Taiji Elastic Power

Essentials of Elastic Power

The elastic force of Taiji - by the quality of which master Huang Xingxian was known and respected throughout the Chinese martial arts world - is mentioned directly in the Taiji Classics but practised and understood by few. What has not been clearly and scientifically explained before to my knowledge, I offer as my personal contribution to Taiji theory.

Muscle Stretch

How many people know that a stretching muscle is up to 10 times stronger than a contracting muscle?

How many understand and utilise the information that the force produced by a contracting muscle decreases with increasing speed of contraction, while the force produced by a stretching muscle increases as the speed of stretching increases?

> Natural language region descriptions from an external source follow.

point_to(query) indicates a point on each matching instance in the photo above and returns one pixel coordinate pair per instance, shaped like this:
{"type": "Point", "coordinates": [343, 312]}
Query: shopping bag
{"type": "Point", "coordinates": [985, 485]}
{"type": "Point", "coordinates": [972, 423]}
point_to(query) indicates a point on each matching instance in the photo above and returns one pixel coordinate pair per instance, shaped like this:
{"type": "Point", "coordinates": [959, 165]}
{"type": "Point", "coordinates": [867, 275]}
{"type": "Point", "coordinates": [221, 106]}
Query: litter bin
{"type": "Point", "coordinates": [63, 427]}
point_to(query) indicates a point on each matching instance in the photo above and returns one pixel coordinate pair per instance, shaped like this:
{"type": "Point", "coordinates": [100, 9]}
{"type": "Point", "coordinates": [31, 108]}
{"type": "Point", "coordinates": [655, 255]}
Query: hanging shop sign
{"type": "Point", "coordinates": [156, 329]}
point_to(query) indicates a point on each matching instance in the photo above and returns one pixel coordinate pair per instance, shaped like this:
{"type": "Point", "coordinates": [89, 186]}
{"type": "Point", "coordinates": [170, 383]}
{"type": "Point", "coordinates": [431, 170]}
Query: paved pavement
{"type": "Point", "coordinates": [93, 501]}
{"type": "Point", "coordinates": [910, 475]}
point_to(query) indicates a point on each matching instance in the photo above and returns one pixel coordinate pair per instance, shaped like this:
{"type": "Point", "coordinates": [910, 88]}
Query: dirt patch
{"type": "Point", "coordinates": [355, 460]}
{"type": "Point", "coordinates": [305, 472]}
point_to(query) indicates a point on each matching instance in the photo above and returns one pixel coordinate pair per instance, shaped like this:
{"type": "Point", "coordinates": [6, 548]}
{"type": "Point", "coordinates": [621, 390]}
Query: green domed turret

Who can claim to train the Taiji Form in such a way that the forces pass through the body in a wave of stretching muscles and who under the stress of an agressive force can be so internally relaxed that every active muscle in their body elongates and stretches under that pressure, rather than contracts and shortens in tense resistence?

Who truely knows what causes the energy (Qi), over an extended period of time, to permanently gather in and around the body.

Who understands the long training necessary to strengthen and deepen the Yi (intention).

Because only then does the true elastic force (jin) of Taiji appear; motivated by the Yi; energised by the Qi; issued from the root and transmitted through the body in a wave of stretching muscles.

Mechanics of Muscle Stretch

Active muscle stretch occurs during movement as the muscles cycle through the 5 phases - 1.contract, 2.relax, 3.stretch, 4.unstretch and 5.support. This muscle cycle is controlled instinctively from a deep part of the brain which is inaccessable to the superficial mind of untrained people. Contract and relax produce large movements and small forces while stretch and unstretch produce small movements and large forces.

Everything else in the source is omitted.